Tu as un peu gagné à Suresnes, tu as gagné la bagarre

 

VL (Drancy) : (rires) Le président de Saint-Jean-de-Luz disait qu’il n’y avait pas de monde au derby Suresnes / Massy. J’y suis allé en voisin et il y avait du monde malgré les mauvaises conditions. Je ne vais pas défendre le rugby d’Île-de-France mais, en tant que tarnais pur souche, je peux vous dire qu’il y a quand même de beaux derbys, du public, de l’engouement autour du rugby. Il y a des clubs qui réfléchissent, qui essaient de progresser, l’exemple de Suresnes est quand même parlant. Je dirai que, peut-être que ce n’est pas le moment par rapport au timing et que tous les budgets sont revus à la baisse, mais que maintenant, il faut vraiment se pencher sur la question de  » qui a combien ?  » et du coup, avec combien pouvez-vous jouer parce qu’on ment beaucoup aux joueurs. 

Que penses-tu de la formation, tu trouves qu’elle se fait à bon escient en fédérale 1?

VL (Drancy) : A Drancy, aussi, bien entendu qu’il y a de la formation, que ça bosse bien , et qu’on crée du lien social. Avec tout ce que Franck a décrit par rapport au souci de formation et que Frédéric a bien dépeint, j’ai travaillé dans beaucoup de centres de formation et je ne fais plus de langue de bois dans ce milieu du rugby. Je n’en peux plus de l’hypocrisie et donc, je le dis : le français coûte cher, ne veut rien faire, est fainéant. Moi, j’en suis là et quand j’étais à Sud Radio il y 4 ans, j’étais le premier à dire qu’il fallait jouer avec des français, qu’il fallait qu’il y ait des quotas et arrêter de jouer avec des étrangers. Sauf que les étrangers, ils sont prêts, ils sont travailleurs et ils ne vous  » cassent pas les couilles  » donc, il faut surtout arrêter avec les centres de formation et les espoirs. Il faut déjà arrêter avec le mot  » espoir  » : ce n’est pas parce-que j’ai un blazer et une cravate que je suis un espoir du rugby français. Moi, je pense que la solution est d’avoir une passerelle et des tutorats, le tutorat le plus jeune possible, à 18 ou 19 ans avec un club de Fédérale 1 ou Fédérale 2 sans mettre la santé des gamins en danger. Mais, on doit leur montrer où ils vont mettre le nez pendant 10 ans de rugby, s’ils sont capables de tenir. Parce qu’on a tous fait ce constat des jeunes espoirs que l’on récupère : ils prennent de l’argent, ils ne sont pas prêts. Alors, qu’on arrête avec les centres de formation : quand ces derniers formeront, il y aura d’autres chiffres par rapport aux espoirs qui jouent en Top 14 mais pour l’instant, ça reste très, très insuffisant. C’est ce qui me fait rejoindre l’idée que le rugby va très mal. Nous avons des gamins qui arrivent en cadet passionnés par le rugby et avec de grands potentiels : soit ils arrêtent, soit ils se blessent, certains meurent aussi. Oui, on en est là, certains ne sont pas prêts à jouer au rugby et on les envoie sur le terrain. C’est un autre débat mais je pense que l’on travaille très mal et que l’on est un rugby très amateur en France et non pas professionnel. 

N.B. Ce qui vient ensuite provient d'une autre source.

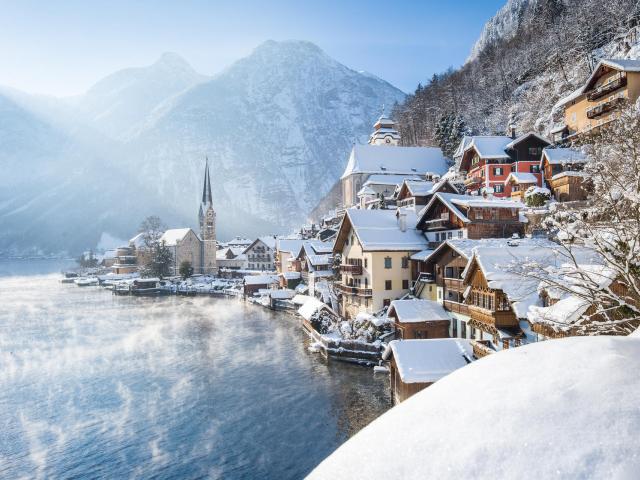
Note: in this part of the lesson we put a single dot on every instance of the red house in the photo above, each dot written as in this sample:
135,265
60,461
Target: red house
488,161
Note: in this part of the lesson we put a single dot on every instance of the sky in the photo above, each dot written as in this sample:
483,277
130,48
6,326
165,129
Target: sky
62,48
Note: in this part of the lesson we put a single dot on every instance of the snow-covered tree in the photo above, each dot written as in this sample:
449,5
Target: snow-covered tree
609,226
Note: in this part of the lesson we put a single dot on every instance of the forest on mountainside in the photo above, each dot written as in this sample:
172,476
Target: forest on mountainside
517,78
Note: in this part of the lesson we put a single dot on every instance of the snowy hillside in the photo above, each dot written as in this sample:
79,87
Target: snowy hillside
277,127
503,25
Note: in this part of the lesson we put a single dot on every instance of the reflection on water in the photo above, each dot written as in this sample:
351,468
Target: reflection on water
96,385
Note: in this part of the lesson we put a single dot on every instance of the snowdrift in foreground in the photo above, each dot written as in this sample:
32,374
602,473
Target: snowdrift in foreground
563,408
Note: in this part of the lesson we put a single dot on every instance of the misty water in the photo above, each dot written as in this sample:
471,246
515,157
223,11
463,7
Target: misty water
95,385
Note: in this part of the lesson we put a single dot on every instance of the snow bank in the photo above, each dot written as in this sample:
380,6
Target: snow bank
557,409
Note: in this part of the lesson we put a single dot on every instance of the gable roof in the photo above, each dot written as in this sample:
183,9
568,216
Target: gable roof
560,156
395,160
378,230
414,311
426,361
173,236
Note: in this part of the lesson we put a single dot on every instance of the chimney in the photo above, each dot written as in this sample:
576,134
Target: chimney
402,221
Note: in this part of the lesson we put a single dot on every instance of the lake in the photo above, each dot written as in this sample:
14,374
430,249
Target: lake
96,385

Ton jugement est dur Vincent envers la formation française, quand même?

VL (Drancy) : Soyons pragmatiques, on en revient toujours à la même chose. Si vous avez bien formé votre pilier et qu’il est prêt mais que, parce-que vous n’avez pas le budget, il travaille à côté en Fédérale 1. Et qu’en face, vous avez un club qui a un budget, qui a aussi bien formé son jeune, qui a un gaucher et un droitier français bien formés à leurs postes. Du coup, il y en a un qui a les moyens de faire en sorte que son gaucher soit professionnel, c’est à dire qu’il ne travaille pas la journée, qu’il fait 2h de rugby ou de musculation par jour ou d’analyse vidéo, il développe son aspect perspectif, son acuité visuelle, son aspect cognitif. Et l’autre, il a bossé à l’usine à Issoire à 6h du matin et pourtant, il a été formé au centre de formation de Clermont, il a de très bons tests, Franck Azéma était content mais on le renvoie à Issoire, il est prêt, il sort d’espoirs. Mais, on en revient toujours à la même chose, à cet aspect quantitatif : le fait d’avoir ou pas les moyens de mettre le joueur dans le confort. Et là, je ne parle pas de leur filer des bagnoles avec un autocollant du club qui est la cerise sur le gâteau pour le sentiment d’appartenance. Ou encore, comme j’ai pu le voir à Dijon ou à Chambéry, des structures qui sont magnifiques et qui sont de véritables outils de rugby professionnel. Encore une fois, si vous n’avez pas l’argent, que vous avez un petit algeco et que votre joueur a travaillé toute la semaine, il est fatigué le soir et ne va pas s’entraîner pareil. Du coup, le dimanche, il est  » rincé  » et en plus, il faut parfois rajouter le trajet à faire, J’en reviens à ça, on peut faire tous les débats que l’on veut sur la formation et sur ce qu’on veut : soit vous avez des joueurs dans un confort maximal, soit vous avez les autres qui sont à l’usine. Et quand vous mettez face à face ces deux publics-là, oui, il y a danger. 

Ce qu’à fait Rumilly pour son retour en fédérale 1 (6 ex æquo), ça t’inspire ?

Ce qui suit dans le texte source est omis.